Where people get hung up on drupal, and what will be more important in your decision, is more the site architecture end - drupal basically imposes no limits on depth of navigation, how menus relate to page relate to URLs relate to different content types relate to what it is you're actually trying to achieve. If you need the flexibility, drupal is for you. If you don't, then you need to decide on other factors and by offering you fewer choices, Joomla makes things a bit easier to get started.

The theme is typical. Drupal tries to be templating system agnostic. So you can actually use smarty, phptemplate (the default), PHPTAL, or some others in older versions of Drupal, or write a new templating engine if that floats your boat. Always flexible, but also more complex.
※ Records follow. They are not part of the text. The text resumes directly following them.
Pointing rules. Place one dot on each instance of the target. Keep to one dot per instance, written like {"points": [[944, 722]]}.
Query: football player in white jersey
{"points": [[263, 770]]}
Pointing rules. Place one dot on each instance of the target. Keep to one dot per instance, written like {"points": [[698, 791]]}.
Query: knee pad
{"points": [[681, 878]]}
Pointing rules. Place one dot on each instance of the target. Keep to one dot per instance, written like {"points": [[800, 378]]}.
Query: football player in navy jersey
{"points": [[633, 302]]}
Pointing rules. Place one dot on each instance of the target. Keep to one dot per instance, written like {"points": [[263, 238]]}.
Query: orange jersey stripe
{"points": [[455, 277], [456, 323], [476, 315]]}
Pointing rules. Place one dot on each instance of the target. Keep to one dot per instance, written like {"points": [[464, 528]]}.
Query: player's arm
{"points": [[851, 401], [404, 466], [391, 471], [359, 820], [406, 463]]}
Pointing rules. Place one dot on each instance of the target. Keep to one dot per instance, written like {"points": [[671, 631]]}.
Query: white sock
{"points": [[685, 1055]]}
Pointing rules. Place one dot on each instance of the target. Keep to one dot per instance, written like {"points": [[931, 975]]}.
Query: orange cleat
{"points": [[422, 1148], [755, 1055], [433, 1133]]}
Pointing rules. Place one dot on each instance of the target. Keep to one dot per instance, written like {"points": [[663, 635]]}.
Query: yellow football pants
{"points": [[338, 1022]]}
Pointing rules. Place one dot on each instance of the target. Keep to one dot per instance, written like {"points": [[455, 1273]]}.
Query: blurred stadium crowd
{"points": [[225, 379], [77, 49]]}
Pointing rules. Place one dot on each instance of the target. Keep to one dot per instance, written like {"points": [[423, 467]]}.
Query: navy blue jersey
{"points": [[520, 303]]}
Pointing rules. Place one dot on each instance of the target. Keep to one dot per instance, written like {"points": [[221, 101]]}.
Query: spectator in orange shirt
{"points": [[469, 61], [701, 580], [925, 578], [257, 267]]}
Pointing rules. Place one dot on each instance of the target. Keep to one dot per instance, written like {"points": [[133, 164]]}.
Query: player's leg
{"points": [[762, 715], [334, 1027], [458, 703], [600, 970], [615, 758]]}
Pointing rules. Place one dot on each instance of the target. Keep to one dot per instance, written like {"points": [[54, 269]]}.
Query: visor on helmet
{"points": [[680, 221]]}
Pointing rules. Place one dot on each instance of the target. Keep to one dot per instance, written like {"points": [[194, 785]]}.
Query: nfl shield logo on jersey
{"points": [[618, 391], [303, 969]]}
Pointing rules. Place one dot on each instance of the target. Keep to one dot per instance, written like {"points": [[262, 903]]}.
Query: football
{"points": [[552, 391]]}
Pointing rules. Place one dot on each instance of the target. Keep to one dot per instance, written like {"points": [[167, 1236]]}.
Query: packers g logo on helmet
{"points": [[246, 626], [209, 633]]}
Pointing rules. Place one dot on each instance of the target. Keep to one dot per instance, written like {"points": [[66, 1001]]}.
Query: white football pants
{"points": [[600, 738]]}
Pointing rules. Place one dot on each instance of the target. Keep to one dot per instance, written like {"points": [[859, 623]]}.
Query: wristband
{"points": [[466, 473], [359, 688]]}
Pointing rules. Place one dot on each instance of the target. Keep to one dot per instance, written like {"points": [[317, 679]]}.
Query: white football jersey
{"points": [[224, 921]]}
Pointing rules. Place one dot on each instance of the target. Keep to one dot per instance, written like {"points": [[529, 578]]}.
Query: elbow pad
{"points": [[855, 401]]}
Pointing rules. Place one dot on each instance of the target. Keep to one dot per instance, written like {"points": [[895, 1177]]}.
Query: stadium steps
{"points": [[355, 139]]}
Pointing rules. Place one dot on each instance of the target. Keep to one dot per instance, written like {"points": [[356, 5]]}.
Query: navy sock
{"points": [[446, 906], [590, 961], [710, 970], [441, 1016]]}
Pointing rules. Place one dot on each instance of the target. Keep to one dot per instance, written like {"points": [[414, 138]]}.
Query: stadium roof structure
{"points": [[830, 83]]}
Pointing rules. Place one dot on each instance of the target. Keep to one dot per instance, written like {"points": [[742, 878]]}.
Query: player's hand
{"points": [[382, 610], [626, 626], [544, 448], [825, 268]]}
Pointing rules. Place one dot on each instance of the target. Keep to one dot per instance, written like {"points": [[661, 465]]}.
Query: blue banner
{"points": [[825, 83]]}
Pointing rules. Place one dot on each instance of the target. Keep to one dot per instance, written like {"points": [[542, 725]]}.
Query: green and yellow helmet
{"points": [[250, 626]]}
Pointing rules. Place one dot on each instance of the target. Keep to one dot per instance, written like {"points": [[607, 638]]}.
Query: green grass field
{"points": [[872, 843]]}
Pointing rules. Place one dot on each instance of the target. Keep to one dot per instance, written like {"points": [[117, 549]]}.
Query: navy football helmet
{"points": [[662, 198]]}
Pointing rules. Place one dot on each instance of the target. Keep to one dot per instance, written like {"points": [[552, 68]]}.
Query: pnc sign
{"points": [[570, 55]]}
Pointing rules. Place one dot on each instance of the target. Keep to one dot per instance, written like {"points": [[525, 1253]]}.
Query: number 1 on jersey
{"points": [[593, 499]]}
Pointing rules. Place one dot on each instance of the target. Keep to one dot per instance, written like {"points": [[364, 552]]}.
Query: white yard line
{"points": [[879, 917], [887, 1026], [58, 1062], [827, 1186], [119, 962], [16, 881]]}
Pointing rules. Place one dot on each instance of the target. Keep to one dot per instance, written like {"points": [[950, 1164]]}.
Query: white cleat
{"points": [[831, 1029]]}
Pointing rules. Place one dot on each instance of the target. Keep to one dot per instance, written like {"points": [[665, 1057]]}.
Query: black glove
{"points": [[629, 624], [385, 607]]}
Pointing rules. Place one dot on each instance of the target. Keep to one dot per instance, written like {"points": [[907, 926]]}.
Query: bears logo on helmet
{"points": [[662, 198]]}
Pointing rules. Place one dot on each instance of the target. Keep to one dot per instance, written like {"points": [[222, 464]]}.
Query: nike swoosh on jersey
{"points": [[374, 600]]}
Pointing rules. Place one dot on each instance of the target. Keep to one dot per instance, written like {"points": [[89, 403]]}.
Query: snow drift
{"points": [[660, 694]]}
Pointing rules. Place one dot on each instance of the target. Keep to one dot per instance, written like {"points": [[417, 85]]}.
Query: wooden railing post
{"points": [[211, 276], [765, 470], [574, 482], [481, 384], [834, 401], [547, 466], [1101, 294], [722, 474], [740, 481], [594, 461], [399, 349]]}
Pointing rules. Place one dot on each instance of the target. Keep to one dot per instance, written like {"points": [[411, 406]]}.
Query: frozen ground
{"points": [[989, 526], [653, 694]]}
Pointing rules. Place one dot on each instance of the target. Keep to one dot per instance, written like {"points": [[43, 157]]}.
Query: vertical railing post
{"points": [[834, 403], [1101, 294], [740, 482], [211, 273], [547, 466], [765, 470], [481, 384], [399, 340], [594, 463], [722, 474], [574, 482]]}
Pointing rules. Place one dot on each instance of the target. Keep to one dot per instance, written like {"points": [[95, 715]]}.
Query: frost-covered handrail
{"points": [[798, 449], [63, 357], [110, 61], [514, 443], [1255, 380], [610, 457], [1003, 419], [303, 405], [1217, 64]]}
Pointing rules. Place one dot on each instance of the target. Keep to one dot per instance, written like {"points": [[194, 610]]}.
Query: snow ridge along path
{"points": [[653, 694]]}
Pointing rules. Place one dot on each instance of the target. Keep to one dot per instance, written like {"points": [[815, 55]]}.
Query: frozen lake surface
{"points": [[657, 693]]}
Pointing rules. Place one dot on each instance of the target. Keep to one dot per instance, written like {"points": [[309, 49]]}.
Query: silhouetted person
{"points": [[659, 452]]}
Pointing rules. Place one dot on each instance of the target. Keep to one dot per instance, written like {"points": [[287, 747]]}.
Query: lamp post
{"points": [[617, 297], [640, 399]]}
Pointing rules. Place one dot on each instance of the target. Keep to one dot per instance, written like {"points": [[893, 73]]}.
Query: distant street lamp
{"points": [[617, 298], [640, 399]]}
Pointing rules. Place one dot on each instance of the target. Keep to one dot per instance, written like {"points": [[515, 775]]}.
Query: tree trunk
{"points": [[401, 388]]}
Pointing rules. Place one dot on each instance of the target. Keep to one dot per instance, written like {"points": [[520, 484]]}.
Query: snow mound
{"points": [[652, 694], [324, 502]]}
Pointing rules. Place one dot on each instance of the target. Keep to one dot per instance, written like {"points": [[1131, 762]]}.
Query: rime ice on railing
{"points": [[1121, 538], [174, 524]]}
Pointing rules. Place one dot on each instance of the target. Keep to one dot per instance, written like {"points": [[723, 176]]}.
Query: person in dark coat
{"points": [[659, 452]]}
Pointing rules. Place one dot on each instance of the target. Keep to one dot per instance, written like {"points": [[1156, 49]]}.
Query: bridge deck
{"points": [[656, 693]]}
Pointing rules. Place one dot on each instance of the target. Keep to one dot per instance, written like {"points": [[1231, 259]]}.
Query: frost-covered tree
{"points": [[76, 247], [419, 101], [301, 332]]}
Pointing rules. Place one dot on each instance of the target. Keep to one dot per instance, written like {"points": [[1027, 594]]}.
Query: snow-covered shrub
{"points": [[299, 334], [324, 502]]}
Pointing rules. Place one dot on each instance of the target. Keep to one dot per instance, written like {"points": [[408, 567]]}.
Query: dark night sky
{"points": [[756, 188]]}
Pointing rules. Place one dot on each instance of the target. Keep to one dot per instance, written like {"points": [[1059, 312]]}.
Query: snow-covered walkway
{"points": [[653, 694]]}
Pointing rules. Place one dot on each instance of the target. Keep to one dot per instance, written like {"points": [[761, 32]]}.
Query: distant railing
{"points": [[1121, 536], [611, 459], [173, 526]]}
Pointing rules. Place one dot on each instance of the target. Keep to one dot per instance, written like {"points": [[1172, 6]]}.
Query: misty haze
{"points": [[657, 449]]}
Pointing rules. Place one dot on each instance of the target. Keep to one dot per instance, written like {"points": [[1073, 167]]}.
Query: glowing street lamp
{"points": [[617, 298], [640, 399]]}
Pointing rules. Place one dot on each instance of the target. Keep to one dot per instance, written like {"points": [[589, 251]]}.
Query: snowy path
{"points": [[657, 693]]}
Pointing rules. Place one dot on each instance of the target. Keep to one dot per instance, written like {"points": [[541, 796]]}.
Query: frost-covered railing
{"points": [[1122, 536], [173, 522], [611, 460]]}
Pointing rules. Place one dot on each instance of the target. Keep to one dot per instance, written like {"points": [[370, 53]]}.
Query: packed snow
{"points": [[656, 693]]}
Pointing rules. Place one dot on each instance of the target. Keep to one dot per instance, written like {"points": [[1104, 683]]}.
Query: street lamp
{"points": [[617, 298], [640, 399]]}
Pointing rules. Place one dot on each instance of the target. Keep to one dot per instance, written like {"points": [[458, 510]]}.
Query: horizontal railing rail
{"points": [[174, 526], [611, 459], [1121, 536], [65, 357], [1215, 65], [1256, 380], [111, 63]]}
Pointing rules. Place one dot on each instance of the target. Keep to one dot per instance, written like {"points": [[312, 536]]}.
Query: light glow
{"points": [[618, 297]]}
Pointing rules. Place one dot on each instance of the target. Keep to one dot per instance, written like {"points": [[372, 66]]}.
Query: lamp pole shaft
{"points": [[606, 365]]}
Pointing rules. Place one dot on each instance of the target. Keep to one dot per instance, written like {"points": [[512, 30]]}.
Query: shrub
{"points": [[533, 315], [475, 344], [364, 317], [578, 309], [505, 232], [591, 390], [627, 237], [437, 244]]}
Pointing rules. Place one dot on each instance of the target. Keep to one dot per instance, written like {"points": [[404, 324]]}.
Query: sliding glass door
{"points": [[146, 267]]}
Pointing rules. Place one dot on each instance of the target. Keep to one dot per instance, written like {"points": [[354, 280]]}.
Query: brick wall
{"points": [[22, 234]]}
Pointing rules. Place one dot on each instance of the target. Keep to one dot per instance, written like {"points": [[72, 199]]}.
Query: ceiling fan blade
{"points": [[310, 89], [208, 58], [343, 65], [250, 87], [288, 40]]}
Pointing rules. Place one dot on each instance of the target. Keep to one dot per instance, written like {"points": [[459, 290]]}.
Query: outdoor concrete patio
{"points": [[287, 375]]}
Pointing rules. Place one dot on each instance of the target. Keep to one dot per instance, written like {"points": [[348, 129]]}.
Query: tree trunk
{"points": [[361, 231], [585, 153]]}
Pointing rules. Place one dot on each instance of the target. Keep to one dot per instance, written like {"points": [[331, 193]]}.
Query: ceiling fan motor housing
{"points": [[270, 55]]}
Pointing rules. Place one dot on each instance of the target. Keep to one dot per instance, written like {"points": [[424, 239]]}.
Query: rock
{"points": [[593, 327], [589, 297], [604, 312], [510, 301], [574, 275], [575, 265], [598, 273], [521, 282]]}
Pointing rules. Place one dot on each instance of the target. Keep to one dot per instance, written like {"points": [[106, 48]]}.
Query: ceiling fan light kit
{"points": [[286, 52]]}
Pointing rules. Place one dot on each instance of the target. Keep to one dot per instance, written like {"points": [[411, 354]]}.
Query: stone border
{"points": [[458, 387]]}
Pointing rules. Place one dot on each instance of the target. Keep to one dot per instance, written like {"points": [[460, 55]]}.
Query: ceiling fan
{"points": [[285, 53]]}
The default is phptemplate, which is basically a variable/function substitution engine that avoids having to learn Smarty markup as well as the added overhead of such a templating engine. If you know enough PHP to recognize a variable ($variable), the default engine is very intuitive for basic theming.

... but then again, it's drupal, so you can move on to advanced theming, where the theme calls custom fuctions that override all kinds of behaviors, but you do NOT have to learn that.

Typical of drupal, there are always nine ways to do anything. The answer to many questions is "it depends". If you're happy to find one way that works and then move on, that's not to bad. If you get hung up on the optimal way to do something... it gets painful (and yes I like drupal and use it by default unless I have a reason not to).